La Bienheureuse Vierge est donc pleine de grâce et pour faire le bien et pour éviter le mal.

8. – En deuxième lieu, la plénitude de grâce de la Vierge sainte se manifeste dans le rejaillissement de la grâce de son âme sur sa chair et sur tout son corps.

Que les saints jouissent d’une grâce suffisante pour la sanctification de leur âme, c’est déjà un grand bienfait.

Mais l’âme de la Bienheureuse Marie, elle, possède une plénitude de grâce telle qu’elle rejaillit de son âme sur sa chair, et que, de cette même chair, elle conçut le Fils de Dieu.

« Parce que l’amour du Saint-Esprit, dit Hugues de Saint-Victor, brûlait dans le cœur de la Vierge avec une ardeur singulière, il opérait clans sa chair des merveilles si grandes, que d’Elle naquit un Homme-Dieu, conformément au message de l’Ange à cette Vierge sainte (Luc 1, 35) : Un Enfant saint naîtra de vous et sera appelé Fils de Dieu.

9. – En troisième lieu, la Bienheureuse Vierge fut pleine de grâce, au point de répandre de sa plénitude sur tous les hommes.

Que chacun des saints possède une grâce suffisante au salut de beaucoup d’hommes, c’est chose considérable. Mais si un saint était doté d’une grâce capable de sauver toute l’humanité, il jouirait d’une abondance de grâce insurpassable.

Or une telle plénitude existe dans le Christ et dans la Bienheureuse Vierge.

En tout péril, en effet, vous pouvez obtenir le salut de cette glorieuse Vierge. C’est pourquoi l’Époux, dans le Cantique des Cantiques (4, 4), lui chante : Votre cou est pareil à la tour de David, bâtie pour serrer les armes ; mille boucliers, c’est-à-dire mille remèdes contre les dangers, y sont suspendus.

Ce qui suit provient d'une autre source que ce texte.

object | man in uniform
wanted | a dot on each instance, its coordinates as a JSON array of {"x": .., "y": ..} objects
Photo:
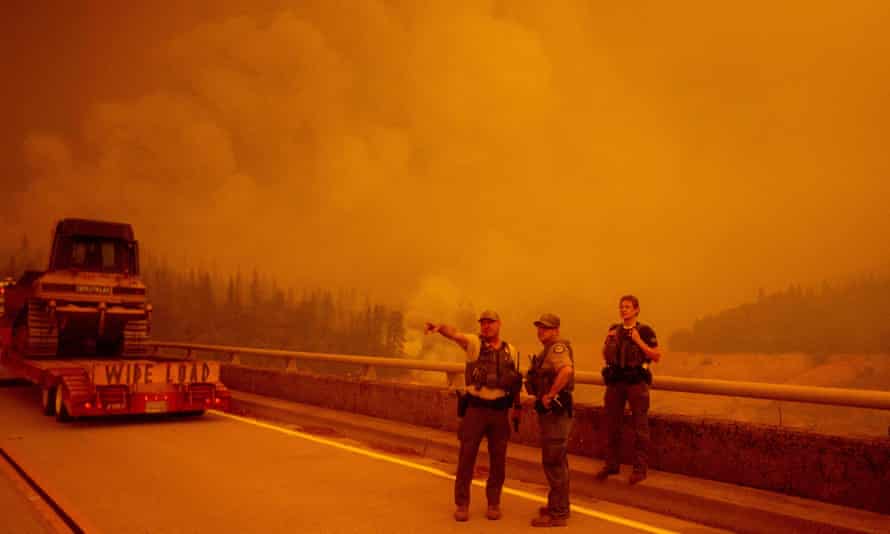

En toute action vertueuse également, vous pouvez bénéficier de son aide. Car en moi, dit-elle, vous trouverez toute l’espérance de la vie et de la vertu (Ecclésiastique 24, 25).


Notes :

1) Nous devons ici nous distancer de saint Thomas. En effet, le 8 décembre 1854, dans la constitution apostolique Ineffabilis Deus, le Pape Pie IX a défini le dogme de l’Immaculée Conception : « Nous déclarons, Nous prononçons et définissons que la doctrine qui enseigne que la Bienheureuse Vierge Marie, dans le premier instant de sa Conception, a été, par une grâce et un privilège spécial du Dieu Tout-Puissant, en vue des mérites de Jésus-Christ, Sauveur du genre humain, préservée et exempte de toute tache du péché originel, est révélée de Dieu, et par conséquent qu’elle doit être crue fermement et constamment par tous les fidèles ».